Monthly increase for delayed retirement, up to age 70

2/3 of 1% (0.67%)

None

Data source: Social Security Administration.

What this means is that if your full retirement age is 67, your spousal benefit can be permanently reduced by 35% if you claim it at age 62. Be sure that you take this into account when deciding the best age to claim your benefit.

How to use spousal benefits in your retirement planning

Up until about a year ago, there were some pretty lucrative loopholes in the spousal benefit program, such as the "file-and-suspend" strategy. Unfortunately for new retirees, Congress has done away with these.

However, spousal benefits should still be taken into consideration when planning your own retirement strategy.

For example, let's say you and your spouse are both 66 and are still working, so you are considering letting your Social Security benefit grow for another few years. However, if your spouse anticipates collecting a spousal benefit on your work record, you might be better off filing at your full retirement age instead of waiting.

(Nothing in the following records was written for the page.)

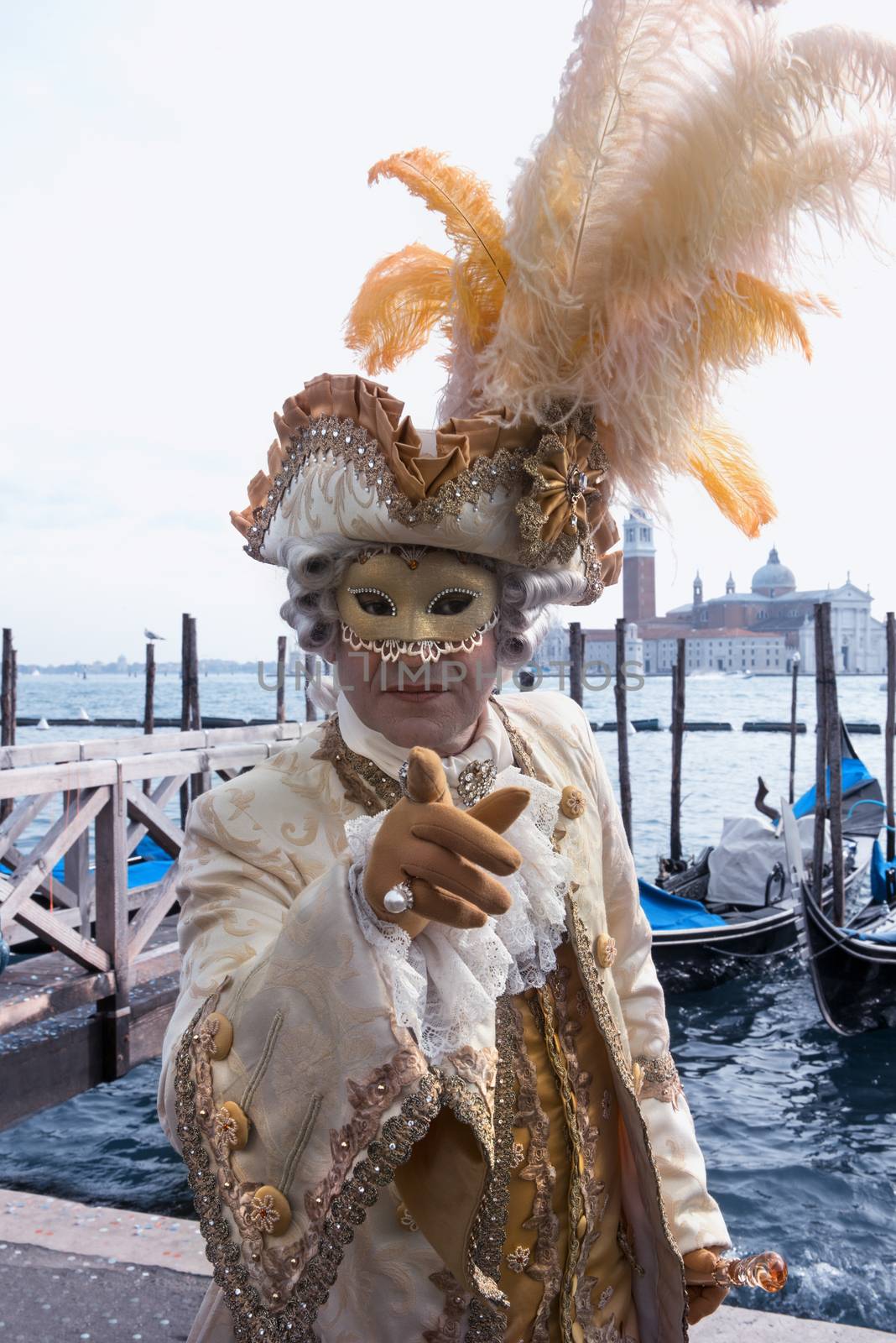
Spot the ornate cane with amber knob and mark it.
[688,1251,787,1292]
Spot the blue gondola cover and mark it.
[637,877,724,932]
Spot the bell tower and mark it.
[623,508,656,624]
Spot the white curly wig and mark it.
[279,536,585,669]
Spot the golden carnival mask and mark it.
[336,546,499,662]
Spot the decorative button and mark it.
[560,783,585,821]
[199,1011,233,1063]
[594,932,616,969]
[246,1184,293,1236]
[215,1100,249,1152]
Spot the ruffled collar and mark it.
[336,690,513,797]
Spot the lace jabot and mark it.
[338,696,571,1063]
[336,690,513,801]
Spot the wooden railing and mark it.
[0,723,306,1128]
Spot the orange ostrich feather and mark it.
[365,149,510,351]
[699,271,837,368]
[345,243,452,374]
[687,423,777,537]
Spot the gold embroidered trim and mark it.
[175,995,441,1343]
[491,697,538,779]
[311,714,401,817]
[634,1049,684,1110]
[433,1068,495,1171]
[530,975,585,1343]
[423,1267,466,1343]
[513,996,563,1343]
[566,891,688,1339]
[550,965,609,1320]
[464,996,519,1343]
[244,415,529,560]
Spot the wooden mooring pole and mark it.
[569,620,585,709]
[180,613,208,828]
[822,602,845,928]
[276,634,286,723]
[811,604,827,905]
[613,616,632,849]
[305,653,318,723]
[143,640,155,794]
[787,653,800,806]
[0,630,16,821]
[884,611,896,862]
[143,643,155,737]
[669,640,687,862]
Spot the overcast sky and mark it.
[0,0,896,662]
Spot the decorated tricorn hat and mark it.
[231,374,621,602]
[232,0,896,602]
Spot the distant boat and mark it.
[784,807,896,1036]
[638,720,884,990]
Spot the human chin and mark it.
[372,676,466,747]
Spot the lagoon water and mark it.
[0,674,896,1330]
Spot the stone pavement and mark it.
[0,1190,896,1343]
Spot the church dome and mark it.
[751,546,797,596]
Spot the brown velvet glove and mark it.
[363,747,529,938]
[684,1249,730,1325]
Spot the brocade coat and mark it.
[159,692,730,1343]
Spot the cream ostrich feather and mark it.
[349,0,896,535]
[469,0,896,518]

As I mentioned earlier, there are no delayed retirement credits for spousal benefits. And one of the requirements for collecting a spousal benefit is that the primary worker must be collecting his or her own retirement benefit. Therefore, it rarely makes financial sense to delay Social Security beyond your spouse's retirement age, if they expect a spousal benefit.

This is just one example of how a spousal benefit can affect your overall retirement strategy. The bottom line is that Social Security spousal benefits will affect the retirement income of millions of American workers, so it's important to know what they are and how they work.